I think Biden does, for several reasons, the first of which is that Trump is not going to win with 43%, and it’s just very hard to see where the additional, needed votes are coming from.
I mean, really, where are they coming from? Is there anyone out there not living in a cave who doesn’t already have a pretty firm opinion about Donald Trump?
I doubt it, although the NYT, with certain qualifications, says there are. But the news about them isn’t good from Trump’s point of view:
….43 plus 43 obviously does not equal 100. There are also 14 percent of registered voters who declined to choose either candidate. Some of them said that they would not vote next year. Others said they would support a third-party candidate. Still others declined to answer the poll question.
You can think of this 14 percent as the Neither of the Above (NOTA) voters, at least for now. In the end, a significant number of them probably will vote for Biden or Trump and go a long way toward determining who occupies the White House in 2025….
Perhaps the most notable characteristic of NOTA voters is that they are highly critical of Trump. By definition, they are also unenthusiastic about Biden. But they are considerably less happy with Trump:
NOTA voters are more likely than all registered voters to say they believe Trump “has committed serious federal crimes” and more likely to say his behavior after the 2020 election “threatened American democracy.” On both questions, a majority of all registered voters give these anti-Trump answers, but an even larger majority of NOTA voters do:
These patterns are a reminder that most voters have never supported Trump. He won in 2016 despite losing the popular vote, and he generally became less popular during his presidency. His unpopularity helped Democrats retake control of the House in 2018, oust him from the presidency in 2020 and fare much better than expected in the 2022 midterms.
This is an important point if not, for Republican partisans, a particularly welcome one. Trump won in 2016 essentially by drawing an inside straight. Yes, it could happen again, but you wouldn’t want to bet on it. And since then, in terms of electoral clout, it’s been pretty much downhill. The out-party’s (i.e., the Democrats’) re-taking the House in 2018 is no big surprise (being consistent with historical patterns), but Trump’s 2020 loss wasn’t that close, and, as Paul has shown elsewhere on Ringside, there is good reason to think that Trump cost Republicans several Senate seats in 2020 and one or two more last year.
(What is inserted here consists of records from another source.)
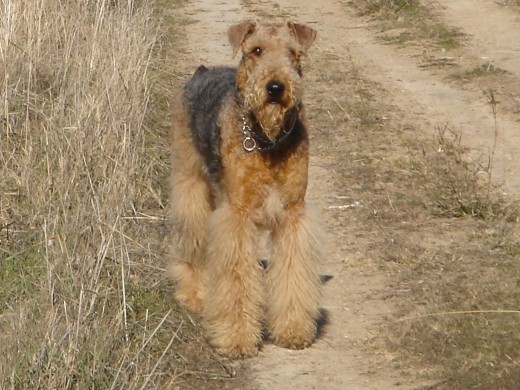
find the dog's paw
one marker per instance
(237, 351)
(295, 339)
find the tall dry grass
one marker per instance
(75, 177)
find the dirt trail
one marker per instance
(340, 359)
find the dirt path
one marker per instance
(341, 359)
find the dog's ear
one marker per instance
(238, 32)
(304, 35)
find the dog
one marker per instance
(240, 157)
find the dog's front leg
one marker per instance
(234, 297)
(293, 280)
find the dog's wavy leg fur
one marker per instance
(293, 280)
(234, 302)
(190, 205)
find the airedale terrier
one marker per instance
(240, 156)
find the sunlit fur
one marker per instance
(225, 200)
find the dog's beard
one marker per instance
(271, 116)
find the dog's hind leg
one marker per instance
(293, 280)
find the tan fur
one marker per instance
(215, 259)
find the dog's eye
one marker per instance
(257, 51)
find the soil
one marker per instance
(428, 96)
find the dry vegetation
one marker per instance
(447, 230)
(83, 298)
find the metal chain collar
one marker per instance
(249, 143)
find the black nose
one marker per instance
(274, 88)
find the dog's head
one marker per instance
(270, 71)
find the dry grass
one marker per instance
(83, 299)
(435, 222)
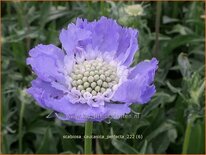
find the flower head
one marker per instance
(90, 78)
(134, 10)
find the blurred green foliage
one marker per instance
(172, 122)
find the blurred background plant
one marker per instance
(173, 122)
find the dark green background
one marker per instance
(171, 121)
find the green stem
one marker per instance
(157, 25)
(87, 138)
(187, 136)
(20, 126)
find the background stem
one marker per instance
(87, 139)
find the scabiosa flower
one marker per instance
(90, 79)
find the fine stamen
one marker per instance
(94, 76)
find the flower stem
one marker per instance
(157, 25)
(87, 138)
(187, 135)
(20, 126)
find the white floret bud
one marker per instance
(94, 77)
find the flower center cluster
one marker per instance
(94, 76)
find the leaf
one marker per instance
(181, 40)
(184, 65)
(123, 147)
(167, 20)
(48, 144)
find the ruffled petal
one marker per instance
(105, 36)
(72, 37)
(42, 91)
(53, 99)
(116, 111)
(145, 68)
(47, 62)
(134, 91)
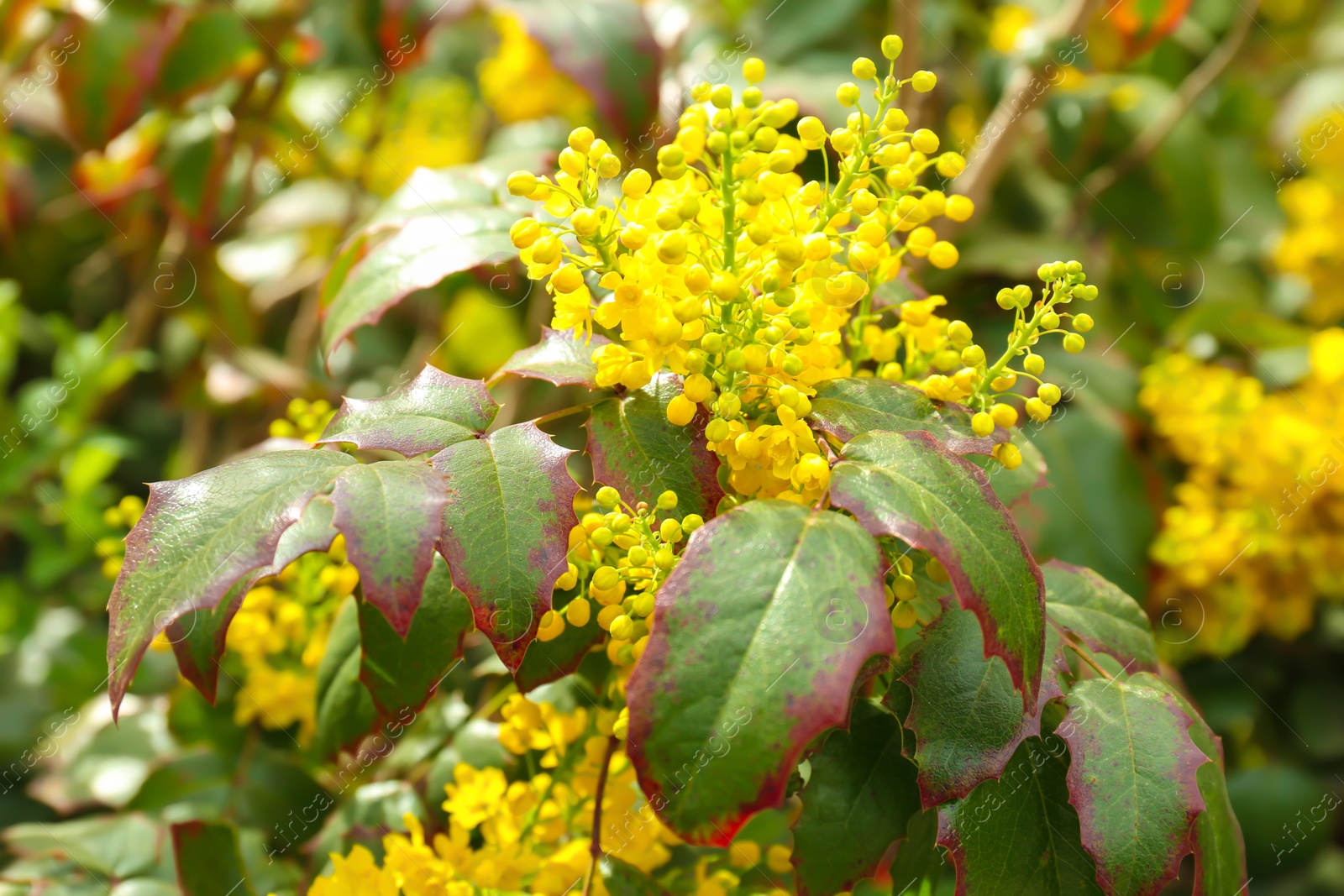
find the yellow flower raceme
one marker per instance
(1256, 533)
(754, 285)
In the most recent general elections, Trump has been a net minus.
That’s a message for next year.
Trump and his closest allies in the Republican Party have alienated swing voters, especially in the suburbs. Trump has also helped inspire a continuing surge of turnout among Democratic-leaning young voters in swing states.
There’s a message in that, too.
The suburbs should be a fertile field for the Republican candidate. Suburban voters tend to be more white and more prosperous than city dwellers. They are more tax payers than tax eaters. They tend to have children, and are thus sensitive to candidates’ stands on drugs, crime, and dumbed-down educational standards. But Trump’s carelessness about law and norms, his crudeness, his self-absorption, and his whole persona is toxic to them, and the gains Republicans should make in the suburbs simply are not going to happen if he’s the candidate. That’s just how it is.
A very smart friend of mine, a big star defense lawyer, put it to me this way:
I’m going to borrow from Humphrey Bogart's Sam Spade, in the climactic scene of "The Maltese Falcon," summing up to Brigid O'Shaughnessy just where she stands: "All those are on one side. Maybe some of them are unimportant. I won't argue about that. But look at the number of them. What have we got on the other side?" Not enough, as it turned out, to overcome the number of reasons to doubt her. Same here. With Trump, there's too much baggage, too much drama, too much enervation -- too much to overcome whatever positive attributes he might muster.
We can win next year, we should win, and for the country’s sake we need to win. But if Trump is the candidate, we’re probably going to lose.
If Trump is the nominee "we" should lose. I will never vote for the maniac again. Under any circumstances. For any reason.